- Some of the UK's most popular models could become a thing of the past
- Is this the beginning of the end of the car industry?
- Ford shares have increased since the news
Ford to stop selling most of its cars in the US: is the small car dead?
Before long, Ford's USA range will be limited to SUVs, trucks and commercial vehicles. Cars will be just 10% of the North American portfolio by 2020.
Ford is now the latest car maker to prove that the automotive industry is rapidly changing.
It announced this week that it will stop selling all its non-SUV models, apart from the Mustang, in North America in the ‘next few years’. And it's Ford's small passenger cars – like the Fiesta and Focus – that'll make way.
That means its range will basically be limited to SUVs, trucks and commercial vehicles. Cars will be just 10% of the North American portfolio by 2020.
During Ford’s first quarter call with shareholders, the company stated that it’s made this decision due to ‘declining consumer demand and product profitability’. Pretty honest of them.
That's not the only news, though. The firm also announced that more hybrid versions are on the way for many of the company’s vehicles, from the Mustang (saving the planet is great, but if you’re after a Mustang surely you have to have the 5.0-litre V8. Sorry.), to the very popular and pretty massive F-150.
Its first standalone electric vehicle will be launched in 2020, and there will be 16 EVs on the market by 2022, despite the fact that, so far, battery-powered vehicles have not been money-makers for Ford.
And then there’s North America’s love of an SUV… how many compact cars do you see on the road over there? It’s starting to make more and more sense.
Ford has spoken a lot about the future of mobility, and about the overall decline of car ownership. Whether it’s down to money, changing tastes, more people living in cities, or another reason, owning a car simply isn’t as important to people today as it used to be.
Last year, Ford replaced its chief executive officer with Jim Hackett… and like his name, he’s cutting costs left, right and centre.
While this may be the most dramatic announcement yet, Wall Street and shareholders don’t seem to mind. Ford’s shares have risen since the news broke, as much as 3.8%.
With no more investment in next generations of new cars in the US, Ford anticipates it will reach an 8% profit margin by 2020, which is two years ahead of schedule. The bigger plan is to cut $25.5billion (£18.5billion) in costs by 2022. No small feat.

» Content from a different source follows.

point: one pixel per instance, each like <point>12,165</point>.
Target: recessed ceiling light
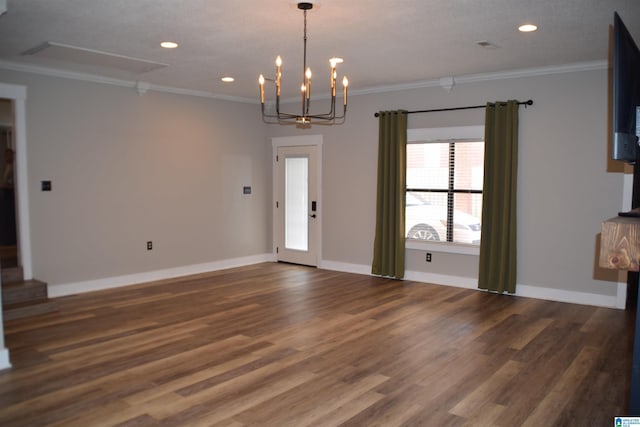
<point>527,28</point>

The question is, could all this be the start of something bigger? Will other big American car manufacturing giants – like General Motors, for example – follow Ford's lead in reducing their product offerings? And, is this the beginning of the end for the small car? If Ford is cutting research and development costs in new small car models in the US, how will that help to cut costs in other parts of the world?
It’ll be interesting to see what happens next.